Creating Iceberg tables

Apache Iceberg is an open, high-performance table format for organizing datasets that can contain petabytes of data. Iceberg can be used to add tables to computing engines, such as Apache Hive and Apache Flink, from which the data can be queried using SQL.

As Iceberg is integrated as a connector to Flink, you can use the table format the same way for Cloudera SQL Stream Builder. Both the V1 and V2 version specifics are supported by the Flink connector.For more information, about the version changes, see the Apache Iceberg documentation.

Table 1. SQL feature support for the Iceberg and Cloudera SQL Stream Builder integration
Feature	SSB
Create catalog	Supported
Create database	Supported
Create table	Supported
Alter table	Supported note Only the altering table properties is supported, which does not inclide column and partition changes.
Drop table	Supported
Select	Supported
Insert into	Supported
Insert overwrite	Supported
Metadata tables	Supported
Rewrite files action	Supported
Upsert	Technical preview¹
Equality delete	Technical preview²

¹ This feature is in Technical Preview and is not ready for production deployments. Cloudera recommends trying this feature in test or development environments and encourages you to provide feedback on your experiences.

² This feature is in Technical Preview and is not ready for production deployments. Cloudera recommends trying this feature in test or development environments and encourages you to provide feedback on your experiences.

Enabling checkpointing for streaming writes

When writing data to an Iceberg table in a streaming fashion using INSERT INTO or INSERT OVERWRITE, you must enable checkpointing in your Flink job. The Flink Iceberg sink commits the data only when checkpoints are completed. Without checkpointing, your data will not be written to the Iceberg table.
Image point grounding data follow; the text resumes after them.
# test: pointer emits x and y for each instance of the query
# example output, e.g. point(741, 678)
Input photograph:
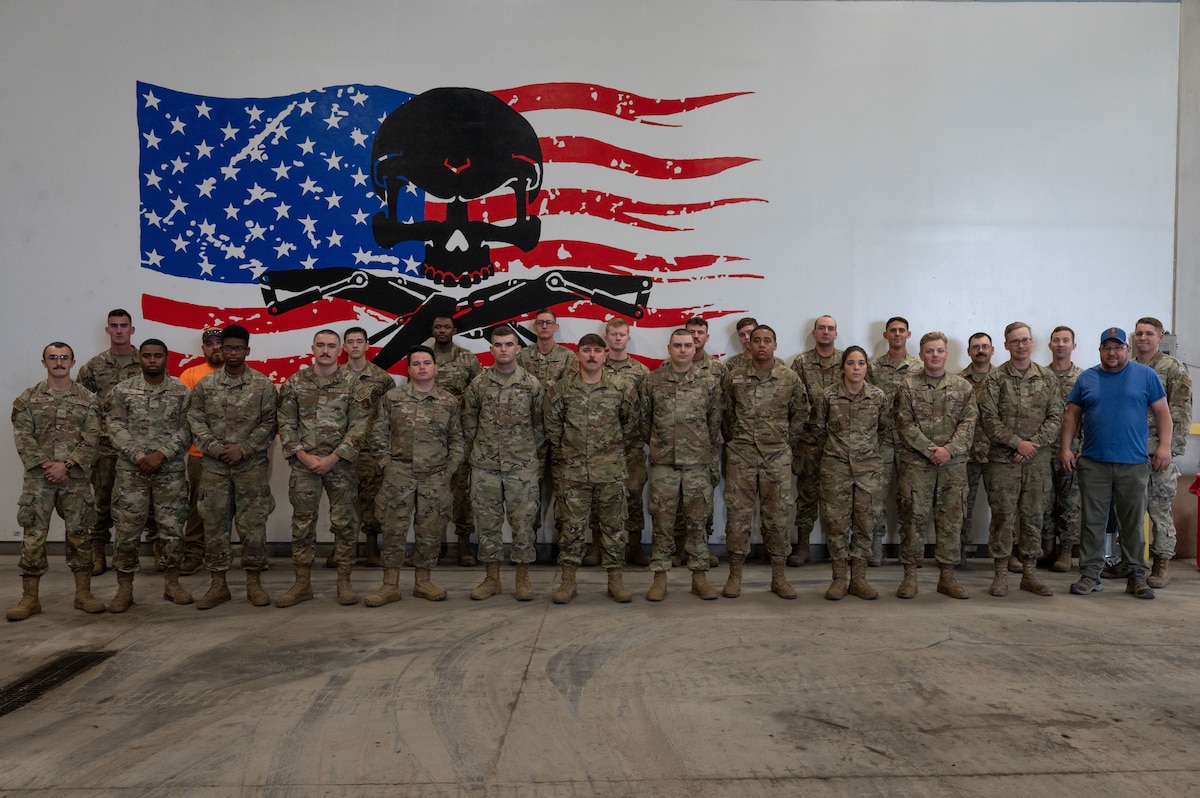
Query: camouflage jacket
point(456, 369)
point(853, 426)
point(55, 425)
point(762, 413)
point(587, 427)
point(101, 376)
point(979, 444)
point(227, 409)
point(148, 418)
point(1177, 384)
point(502, 420)
point(547, 369)
point(934, 412)
point(817, 373)
point(420, 430)
point(682, 417)
point(1015, 407)
point(324, 415)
You can enable checkpointing in the Streaming SQL Console by setting the execution.checkpointing.interval property at the beginning of your script:

-- Set the checkpointing interval to 10 seconds
SET 'execution.checkpointing.interval' = '10s';

-- Insert data from a source table into your Iceberg table
INSERT INTO your_iceberg_table
SELECT * FROM your_source_table;

If you are using the programmatic Table API with Python, you can set the property on the execution environment:

env.get_config().set("execution.checkpointing.interval", "10 s")

Using Hive for Iceberg integration

When using the Hive service located on your cluster, you can add it as a catalog on Streaming SQL Console. Before creating the Iceberg table, ensure that you have added Hive as a catalog using the steps described in documentation.

After setting up Hive for Cloudera SQL Stream Builder, you can define Iceberg as a connector in the

CREATE
          TABLE

statement as the example shows below:

CREATE TABLE ‘ssb’.’ssb_default’.’iceberg_hive’ (
‘column_int’ INT,
‘column_str’ STRING,
) WITH (
‘connector’ = ‘iceberg’,
‘catalog-database’ = ‘test_db’,
‘catalog-type’ = ‘hive’,
‘catalog-name’ = ‘iceberg_hive_catalog’,
‘catalog-table’ = ‘iceberg_hive_table’,
‘ssb-hive-catalog’ = ‘ssb_hive_catalog’
‘engine.hive.enabled’ = ‘true’
)

The following properties are mandatory when using the Iceberg connector:


Property	Example	Description
`catalog-database`	`test_db`	The Iceberg database name in the backend catalog, uses the current Flink database name by default. It will be created automatically if it does not exist when writing records into the Flink table
`catalog-type`	`hive`	Type of the catalog
`catalog-name`	`iceberg_hive_catalog`	User-specified catalog name. It is required as the connector does not have any default value.
`catalog-table`	`iceberg_hive_table`	Name of the Iceberg table in the backend catalog.
`ssb-hive-catalog`	`ssb_hive_catalog`	The name of the Hive catalog that you have registered in SSB. The configuration can be used when creating Iceberg catalogs as well.